Gang of 14 on sidelines

The so-called Gang of 14 senators who brokered a deal on federal judicial nominees in May will meet again today and discuss the Supreme Court vacancy.

But they will neither seek a leadership role on this issue yet nor expand their interest beyond judges, a key member of the group said yesterday.

“We are not trying to emerge as a force or usurp leadership,” Sen. John McCain (R-Ariz.) said at The Hill’s Policy and Politics breakfast. “Most senators are glad we averted [a filibuster] by coming together.”

McCain commended the White House for reaching out to both sides of the aisle to try to avoid partisan fighting about the upcoming nomination of a successor to Justice Sandra Day O’Connor. He said a smooth confirmation for the nominee would benefit Congress as well as the White House.

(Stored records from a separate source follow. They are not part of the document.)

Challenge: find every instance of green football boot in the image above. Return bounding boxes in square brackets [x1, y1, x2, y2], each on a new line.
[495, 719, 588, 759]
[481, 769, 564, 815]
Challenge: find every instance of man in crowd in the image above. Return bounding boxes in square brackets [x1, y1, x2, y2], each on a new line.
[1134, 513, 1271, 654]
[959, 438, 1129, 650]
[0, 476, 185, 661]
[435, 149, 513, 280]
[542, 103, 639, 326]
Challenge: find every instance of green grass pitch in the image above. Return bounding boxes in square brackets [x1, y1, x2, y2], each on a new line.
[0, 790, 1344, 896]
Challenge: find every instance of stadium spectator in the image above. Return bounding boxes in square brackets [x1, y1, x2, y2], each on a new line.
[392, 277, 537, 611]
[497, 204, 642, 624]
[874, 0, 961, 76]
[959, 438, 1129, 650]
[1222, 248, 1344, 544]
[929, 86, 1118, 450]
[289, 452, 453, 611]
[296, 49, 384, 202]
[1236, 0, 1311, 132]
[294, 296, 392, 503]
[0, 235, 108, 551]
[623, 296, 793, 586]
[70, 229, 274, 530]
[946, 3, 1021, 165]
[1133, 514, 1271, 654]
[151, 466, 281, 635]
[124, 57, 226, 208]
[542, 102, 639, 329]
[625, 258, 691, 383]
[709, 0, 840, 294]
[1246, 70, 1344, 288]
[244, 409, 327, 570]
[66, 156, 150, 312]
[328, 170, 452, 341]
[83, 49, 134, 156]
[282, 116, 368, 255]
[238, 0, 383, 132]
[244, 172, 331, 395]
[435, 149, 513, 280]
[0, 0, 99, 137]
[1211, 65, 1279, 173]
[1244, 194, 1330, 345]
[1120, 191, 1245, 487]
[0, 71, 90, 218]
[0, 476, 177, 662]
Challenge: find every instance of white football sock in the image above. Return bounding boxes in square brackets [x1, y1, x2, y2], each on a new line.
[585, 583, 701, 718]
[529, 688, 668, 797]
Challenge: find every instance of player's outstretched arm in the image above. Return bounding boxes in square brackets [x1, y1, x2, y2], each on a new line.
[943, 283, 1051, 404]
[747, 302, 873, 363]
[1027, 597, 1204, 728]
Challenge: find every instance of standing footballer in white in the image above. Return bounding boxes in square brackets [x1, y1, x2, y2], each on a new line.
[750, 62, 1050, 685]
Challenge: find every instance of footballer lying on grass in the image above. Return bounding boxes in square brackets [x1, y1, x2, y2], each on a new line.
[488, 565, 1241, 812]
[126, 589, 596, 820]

But he hinted that the Gang of 14 remained ready in place if partisanship among pressure groups infected the Senate debate. Constituents “are getting very weary about us fighting each other all the time,” McCain said, adding that the “far right and far left cranked up their propaganda machines” the moment that O’Connor announced her retirement from the Supreme Court on July 1.

After seven Democrats and seven Republicans made their deal in May to prevent both the “nuclear option” and a filibuster, political observers speculated that the Gang could operate over a wide legislative front.

McCain’s remarks yesterday set aside those of fellow Gang member Sen. Lindsey Graham (R-S.C.), who told Chris Matthews in a May 23 interview, “Watch this group of 14 to come out with some deal for Social Security.” McCain yesterday said he did not expect any movement on Social Security during this Congress.

Tom Gavin, a spokesman for Sen. Robert Byrd (D-W.Va.), said that the group will probably discuss the impending Supreme Court nomination today but that there was no set agenda.

Rodell Mollineau, spokesman for Sen. Mark Pryor (D-Ark.), said the senators will “talk about the O’Connor vacancy, to make sure everyone is on the same page.”

Mollineau and Gavin added that there are no current plans to talk about Social Security.

When asked about Social Security, McCain said that in hindsight Congress should have emphasized the problem facing the institution rather than private accounts, which polarized the issue.